August 18, 2009 – Samsung is revamping its 200mm memory line in Austin, TX, upgrading it to a 300mm line — and losing many jobs in the process, according to local reports.
The plan is to temporarily close the Fab 1 plant in October, spend $500M to upgrade it into an expansion of the company’s co-located 300mm Fab 2, which it built in 2007, and reopen sometime in 2010. “We must take the manufacturing area back to the bare walls,” said Y.B. Koh, president of Samsung’s Austin subsidiary, quoted by the Austin-American Statesman.
Reports are mixed as to Samsung’s intentions with the upgrade. The Korea Times suggests the move will upgrade the 200mm DRAM line to a 300mm NAND flash line, improving process technology from 4xnm to 3xnm. Taiwan’s Digitimes speculates the move is an effort to gear up support for solid-state drives.

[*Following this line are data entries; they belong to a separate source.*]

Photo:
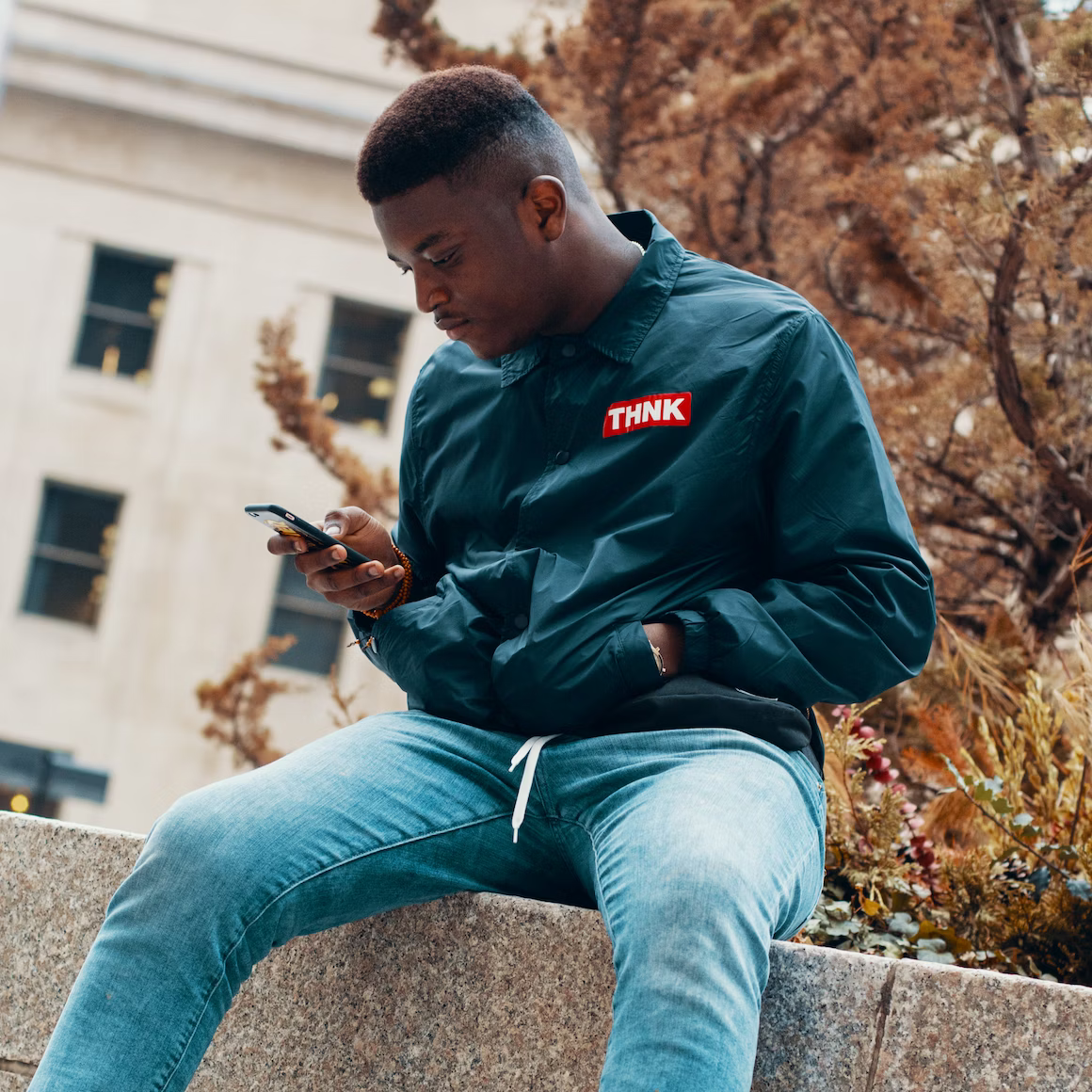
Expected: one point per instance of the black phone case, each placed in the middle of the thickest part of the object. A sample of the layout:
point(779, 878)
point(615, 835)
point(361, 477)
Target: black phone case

The move is a mixed blessing for Austin, where Samsung has invested significantly in the past decade (~$4B since 1997). The new facility will open up 150 to 200 new jobs, including more business for equipment and materials suppliers. But the Statesman notes 550 jobs will be lost as a result. (And that’s not counting the ramifications of what those job losses mean to the local economy and other local sectors & services, e.g. housing, goods purchased/sold, etc.)
But, as local economic analyst Angelos Angelou told the paper, it’s “terrific news for Austin,” given what the alternative was — shutting the facility entirely without expansion.